Mar 20-21, 2021
From the Pastor’s Desk: Rev. Jason Cheung

But he said to me, “My grace is sufficient for you, for my power is made perfect in weakness.” Therefore I will boast all the more gladly about my weaknesses, so that Christ’s power may rest on me. (2 Corinthians 12:9)

Lord, how can man preach thy eternal word?

    He is a brittle crazy glass;

Yet in thy temple thou dost him afford

    This glorious and transcendent place,

            To be a window, through thy grace.   

                        – George Herbert, The Windows (first verse)

“To Be A Window, Through Thy Grace”

Why would God in his infinite wisdom shine his grace to broken sinners?

It has been a little over twenty years since God’s grace gripped my heart, stirred my imagination to his salvation, and changed the course of my life.  And yet, I still am awestruck by this consideration: God loves sinners.

When old church buildings were constructed, window manufacturing techniques were elementary.  So old stained windows in churches could either be weak and brittle, or thick and “crazy” (or, wavy).  Normally they chose thick/”crazy” for more durable windows. Though Herbert, the poet, says the preacher is both “a brittle and crazy glass.”  In other words, preachers are weak and strong.  How is this so?

Well, I can attest the sense of weakness for every preaching moment.  I am called to preach, to this I hold dear as a privilege but also a wonder.  Why would God choose and use me?  This is how I often feel weak, even inadequate.  But I can also attest moments in preaching when I know it is undoubtedly not me from which power speaks.  It is always the power of God, not because of me, but through me.

In a way, we are all windows even though we are not all called to preach.  Every Christian called to follow Jesus is given light to shine forth.  It’s just that we all must learn that the light we shine – is not ourselves, but Christ.  He makes us – his church, his body – as windows through which his grace pervades.

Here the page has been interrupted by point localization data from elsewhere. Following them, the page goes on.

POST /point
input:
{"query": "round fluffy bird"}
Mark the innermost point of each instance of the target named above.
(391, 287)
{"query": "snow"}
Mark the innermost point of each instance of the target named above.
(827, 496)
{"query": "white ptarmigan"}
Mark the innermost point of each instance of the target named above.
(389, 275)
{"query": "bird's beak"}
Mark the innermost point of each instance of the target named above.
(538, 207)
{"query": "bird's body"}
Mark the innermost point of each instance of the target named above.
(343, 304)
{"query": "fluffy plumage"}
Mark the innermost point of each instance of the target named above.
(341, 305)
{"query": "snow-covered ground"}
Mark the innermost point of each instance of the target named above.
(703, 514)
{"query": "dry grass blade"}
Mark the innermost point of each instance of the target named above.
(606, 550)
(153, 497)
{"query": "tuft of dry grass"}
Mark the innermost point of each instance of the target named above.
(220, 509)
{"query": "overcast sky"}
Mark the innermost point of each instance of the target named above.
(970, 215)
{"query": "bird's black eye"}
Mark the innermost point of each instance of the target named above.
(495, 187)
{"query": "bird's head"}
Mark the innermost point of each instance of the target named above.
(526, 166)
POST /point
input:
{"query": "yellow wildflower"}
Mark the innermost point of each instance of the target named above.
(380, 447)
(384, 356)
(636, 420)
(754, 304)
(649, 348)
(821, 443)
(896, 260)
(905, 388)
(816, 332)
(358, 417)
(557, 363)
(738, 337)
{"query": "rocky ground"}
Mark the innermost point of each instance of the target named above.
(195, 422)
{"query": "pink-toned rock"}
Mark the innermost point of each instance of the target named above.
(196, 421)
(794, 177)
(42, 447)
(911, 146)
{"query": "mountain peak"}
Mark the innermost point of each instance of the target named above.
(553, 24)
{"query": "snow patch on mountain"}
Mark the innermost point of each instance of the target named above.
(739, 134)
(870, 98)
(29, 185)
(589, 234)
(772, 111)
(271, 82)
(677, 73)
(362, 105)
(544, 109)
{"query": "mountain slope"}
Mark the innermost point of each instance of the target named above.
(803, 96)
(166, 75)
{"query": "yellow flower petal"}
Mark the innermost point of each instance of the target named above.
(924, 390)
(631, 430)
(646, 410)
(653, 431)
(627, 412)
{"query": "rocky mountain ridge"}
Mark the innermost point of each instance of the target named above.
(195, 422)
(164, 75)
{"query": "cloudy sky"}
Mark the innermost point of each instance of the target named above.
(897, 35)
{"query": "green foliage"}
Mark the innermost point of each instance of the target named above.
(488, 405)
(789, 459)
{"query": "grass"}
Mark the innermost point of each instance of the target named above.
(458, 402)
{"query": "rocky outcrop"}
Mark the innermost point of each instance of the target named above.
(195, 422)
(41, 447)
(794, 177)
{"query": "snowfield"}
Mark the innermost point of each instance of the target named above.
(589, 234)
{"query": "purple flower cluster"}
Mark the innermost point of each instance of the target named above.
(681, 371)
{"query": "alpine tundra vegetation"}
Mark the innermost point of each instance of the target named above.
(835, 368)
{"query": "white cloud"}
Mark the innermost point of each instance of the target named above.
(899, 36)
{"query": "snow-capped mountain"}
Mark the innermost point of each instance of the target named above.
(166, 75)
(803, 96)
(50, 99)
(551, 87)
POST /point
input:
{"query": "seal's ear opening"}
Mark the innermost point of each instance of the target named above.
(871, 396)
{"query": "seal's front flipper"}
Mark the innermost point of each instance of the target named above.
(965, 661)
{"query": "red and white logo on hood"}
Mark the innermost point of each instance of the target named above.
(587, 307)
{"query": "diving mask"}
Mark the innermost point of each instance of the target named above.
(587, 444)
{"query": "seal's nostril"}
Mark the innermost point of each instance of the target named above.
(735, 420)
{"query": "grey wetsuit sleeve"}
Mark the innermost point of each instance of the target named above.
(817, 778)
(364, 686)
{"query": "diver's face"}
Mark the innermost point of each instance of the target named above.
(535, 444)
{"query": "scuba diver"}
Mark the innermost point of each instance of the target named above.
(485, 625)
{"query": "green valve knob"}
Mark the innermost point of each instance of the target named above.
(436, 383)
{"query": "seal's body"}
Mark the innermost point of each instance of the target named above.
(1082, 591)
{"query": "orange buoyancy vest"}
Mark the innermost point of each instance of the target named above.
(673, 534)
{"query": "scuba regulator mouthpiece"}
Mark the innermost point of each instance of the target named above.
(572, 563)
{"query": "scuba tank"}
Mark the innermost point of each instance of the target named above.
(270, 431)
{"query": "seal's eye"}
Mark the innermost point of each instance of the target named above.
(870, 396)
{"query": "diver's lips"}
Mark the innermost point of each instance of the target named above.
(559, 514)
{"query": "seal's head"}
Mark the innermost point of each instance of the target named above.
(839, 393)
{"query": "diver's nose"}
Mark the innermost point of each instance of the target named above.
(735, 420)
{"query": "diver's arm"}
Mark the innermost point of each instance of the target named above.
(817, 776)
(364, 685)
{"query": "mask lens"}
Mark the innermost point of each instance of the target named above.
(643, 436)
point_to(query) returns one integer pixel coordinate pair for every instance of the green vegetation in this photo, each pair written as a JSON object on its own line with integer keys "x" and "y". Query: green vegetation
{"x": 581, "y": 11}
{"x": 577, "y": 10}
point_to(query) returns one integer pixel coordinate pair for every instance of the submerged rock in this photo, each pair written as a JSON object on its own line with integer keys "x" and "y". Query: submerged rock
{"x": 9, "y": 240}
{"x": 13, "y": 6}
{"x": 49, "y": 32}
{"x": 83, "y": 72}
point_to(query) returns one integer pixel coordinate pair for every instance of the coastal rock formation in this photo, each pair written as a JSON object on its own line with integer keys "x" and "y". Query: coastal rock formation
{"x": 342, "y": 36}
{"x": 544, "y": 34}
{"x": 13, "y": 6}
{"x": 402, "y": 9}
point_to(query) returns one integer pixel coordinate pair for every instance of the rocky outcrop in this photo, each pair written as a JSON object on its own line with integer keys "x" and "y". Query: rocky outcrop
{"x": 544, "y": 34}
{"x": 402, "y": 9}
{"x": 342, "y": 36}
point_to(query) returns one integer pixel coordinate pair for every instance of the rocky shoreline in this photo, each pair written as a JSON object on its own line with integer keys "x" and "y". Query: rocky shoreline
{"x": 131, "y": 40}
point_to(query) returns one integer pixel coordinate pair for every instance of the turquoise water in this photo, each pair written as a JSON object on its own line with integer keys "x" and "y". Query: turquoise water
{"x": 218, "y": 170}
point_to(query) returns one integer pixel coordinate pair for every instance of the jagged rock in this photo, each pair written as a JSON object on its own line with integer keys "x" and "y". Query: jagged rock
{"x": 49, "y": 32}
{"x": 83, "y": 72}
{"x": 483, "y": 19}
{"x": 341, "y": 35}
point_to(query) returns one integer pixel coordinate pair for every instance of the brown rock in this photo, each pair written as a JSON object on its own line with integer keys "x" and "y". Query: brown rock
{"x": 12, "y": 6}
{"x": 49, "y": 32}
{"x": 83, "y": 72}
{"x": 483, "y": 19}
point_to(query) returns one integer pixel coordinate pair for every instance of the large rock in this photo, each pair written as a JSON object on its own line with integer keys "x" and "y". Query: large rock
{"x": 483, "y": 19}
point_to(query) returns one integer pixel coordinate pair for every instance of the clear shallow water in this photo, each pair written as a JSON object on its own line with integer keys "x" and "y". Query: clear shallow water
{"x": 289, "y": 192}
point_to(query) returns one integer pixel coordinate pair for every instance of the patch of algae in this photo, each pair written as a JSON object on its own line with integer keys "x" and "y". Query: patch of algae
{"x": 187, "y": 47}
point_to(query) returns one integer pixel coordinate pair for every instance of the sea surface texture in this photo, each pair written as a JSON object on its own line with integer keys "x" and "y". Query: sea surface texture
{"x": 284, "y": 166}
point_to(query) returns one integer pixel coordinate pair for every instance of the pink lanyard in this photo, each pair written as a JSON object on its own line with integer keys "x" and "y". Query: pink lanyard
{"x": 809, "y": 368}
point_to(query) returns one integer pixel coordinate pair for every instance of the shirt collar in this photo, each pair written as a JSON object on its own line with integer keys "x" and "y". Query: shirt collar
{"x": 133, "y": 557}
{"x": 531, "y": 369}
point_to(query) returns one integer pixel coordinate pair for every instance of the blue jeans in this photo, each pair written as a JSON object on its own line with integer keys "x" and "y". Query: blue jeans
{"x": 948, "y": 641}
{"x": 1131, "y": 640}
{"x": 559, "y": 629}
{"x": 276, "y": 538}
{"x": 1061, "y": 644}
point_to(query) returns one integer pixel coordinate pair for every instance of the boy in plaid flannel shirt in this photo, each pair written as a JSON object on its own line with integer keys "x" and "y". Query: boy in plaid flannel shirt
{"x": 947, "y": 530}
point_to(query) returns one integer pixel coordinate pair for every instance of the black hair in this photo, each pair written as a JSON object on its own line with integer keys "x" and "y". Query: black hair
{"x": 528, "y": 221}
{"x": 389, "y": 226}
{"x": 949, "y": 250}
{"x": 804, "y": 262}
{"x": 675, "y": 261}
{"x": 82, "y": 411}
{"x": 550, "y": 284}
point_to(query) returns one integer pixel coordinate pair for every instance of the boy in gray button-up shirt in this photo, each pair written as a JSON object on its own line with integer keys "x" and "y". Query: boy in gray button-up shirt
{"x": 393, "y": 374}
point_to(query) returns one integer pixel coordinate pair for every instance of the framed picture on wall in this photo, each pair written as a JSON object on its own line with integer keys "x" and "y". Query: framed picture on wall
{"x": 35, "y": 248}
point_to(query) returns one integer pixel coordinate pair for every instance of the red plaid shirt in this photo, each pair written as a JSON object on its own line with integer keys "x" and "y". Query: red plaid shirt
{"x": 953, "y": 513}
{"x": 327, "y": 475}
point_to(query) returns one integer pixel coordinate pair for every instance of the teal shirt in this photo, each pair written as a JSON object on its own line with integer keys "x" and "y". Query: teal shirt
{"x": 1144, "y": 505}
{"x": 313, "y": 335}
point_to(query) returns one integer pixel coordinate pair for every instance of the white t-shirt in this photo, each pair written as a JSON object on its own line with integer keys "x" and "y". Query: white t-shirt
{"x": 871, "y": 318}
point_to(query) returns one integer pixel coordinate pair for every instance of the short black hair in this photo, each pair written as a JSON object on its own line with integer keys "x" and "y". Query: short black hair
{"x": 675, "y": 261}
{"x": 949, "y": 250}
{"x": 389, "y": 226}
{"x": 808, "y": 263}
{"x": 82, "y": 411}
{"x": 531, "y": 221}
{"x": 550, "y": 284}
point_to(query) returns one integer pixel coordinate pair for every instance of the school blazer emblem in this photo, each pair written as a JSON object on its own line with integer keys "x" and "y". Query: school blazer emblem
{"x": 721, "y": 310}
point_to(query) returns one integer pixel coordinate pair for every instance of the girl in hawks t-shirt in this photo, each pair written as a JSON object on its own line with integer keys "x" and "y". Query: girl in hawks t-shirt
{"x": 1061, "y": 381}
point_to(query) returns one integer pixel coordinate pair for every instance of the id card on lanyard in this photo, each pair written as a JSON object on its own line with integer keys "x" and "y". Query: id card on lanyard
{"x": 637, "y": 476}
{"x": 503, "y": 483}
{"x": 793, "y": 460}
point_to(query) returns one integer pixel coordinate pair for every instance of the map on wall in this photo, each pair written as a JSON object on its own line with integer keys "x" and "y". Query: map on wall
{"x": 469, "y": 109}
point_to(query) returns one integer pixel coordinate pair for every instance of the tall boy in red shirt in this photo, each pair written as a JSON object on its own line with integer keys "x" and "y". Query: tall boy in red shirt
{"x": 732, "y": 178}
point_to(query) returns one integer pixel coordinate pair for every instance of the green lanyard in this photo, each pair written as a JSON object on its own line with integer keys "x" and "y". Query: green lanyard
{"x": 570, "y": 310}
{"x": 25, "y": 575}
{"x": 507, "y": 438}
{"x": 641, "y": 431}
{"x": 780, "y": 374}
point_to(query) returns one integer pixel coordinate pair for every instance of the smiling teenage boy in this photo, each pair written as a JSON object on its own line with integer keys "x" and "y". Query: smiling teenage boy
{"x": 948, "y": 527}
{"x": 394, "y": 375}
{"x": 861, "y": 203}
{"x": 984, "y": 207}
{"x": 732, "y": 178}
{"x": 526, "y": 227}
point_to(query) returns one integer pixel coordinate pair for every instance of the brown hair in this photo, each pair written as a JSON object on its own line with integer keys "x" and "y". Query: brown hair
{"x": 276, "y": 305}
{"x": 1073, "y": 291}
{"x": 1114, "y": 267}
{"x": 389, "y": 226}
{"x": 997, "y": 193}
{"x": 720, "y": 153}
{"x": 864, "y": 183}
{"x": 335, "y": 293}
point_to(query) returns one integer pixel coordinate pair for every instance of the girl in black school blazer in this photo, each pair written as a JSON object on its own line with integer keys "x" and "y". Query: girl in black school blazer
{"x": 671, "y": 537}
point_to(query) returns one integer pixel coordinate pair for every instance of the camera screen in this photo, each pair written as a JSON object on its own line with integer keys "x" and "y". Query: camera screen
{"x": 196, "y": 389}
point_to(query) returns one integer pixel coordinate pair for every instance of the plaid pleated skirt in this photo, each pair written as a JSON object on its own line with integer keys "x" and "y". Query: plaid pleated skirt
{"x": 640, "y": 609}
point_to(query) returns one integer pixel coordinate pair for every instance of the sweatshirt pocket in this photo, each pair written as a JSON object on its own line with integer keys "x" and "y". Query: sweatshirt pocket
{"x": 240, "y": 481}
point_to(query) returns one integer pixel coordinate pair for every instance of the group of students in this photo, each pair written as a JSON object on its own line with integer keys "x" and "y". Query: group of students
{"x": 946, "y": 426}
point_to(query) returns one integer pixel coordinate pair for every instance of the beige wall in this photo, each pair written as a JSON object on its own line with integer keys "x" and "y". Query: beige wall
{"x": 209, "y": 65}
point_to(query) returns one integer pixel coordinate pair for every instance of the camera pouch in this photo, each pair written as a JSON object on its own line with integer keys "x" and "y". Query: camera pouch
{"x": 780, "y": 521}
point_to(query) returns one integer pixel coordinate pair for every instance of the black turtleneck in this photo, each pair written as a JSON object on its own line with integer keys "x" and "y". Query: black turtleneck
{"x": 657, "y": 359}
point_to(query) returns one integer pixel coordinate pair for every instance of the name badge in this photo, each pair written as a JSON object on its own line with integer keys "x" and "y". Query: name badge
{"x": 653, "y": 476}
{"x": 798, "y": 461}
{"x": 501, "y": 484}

How is God’s grace seen in our lives?

Stained glass is made not by applying paint on the surface of the glass.  Annealing is the process by which glass is heated, melted to such a point that paint can be poured in.  When cooled again, the window is infused with color, and thus the artist creates.  Herbert suggests God does the same with us, as windows, annealing within us his story:

But when thou dost anneal in glass thy story,

    Making thy life to shine within

The holy preachers, then the light and glory

    More reverend grows, and more doth win;

The immensely humbling thing about this idea is we are but brittle and crazy glass.  Not so strong, and not so beautiful – and yet, when Christ’s life anneals within our own, his light and glory grows and is seen.

Malcolm Guite comments that the word ‘stained’ almost always refers to something negative.  But the one and only context in which the word is used redemptively is when referring to stained glass.  Guite comments on Herbert’s poem:

And what I see Herbert saying…is that we take our passions, and sometimes our faults and our brokenness and our stains, and we let God anneal his story. So there’s some point in which we become a window of grace, not, Herbert says, by being some pure, clear, beautiful thing …but by this annealing process where our colors and the colors of Christ’s passion run together in the glass.[1]

Why would God in his infinite wisdom shine his grace to broken sinners?  I can’t fully fathom why.

But he does it.

And my heart is delighted “to be a window, through thy grace.”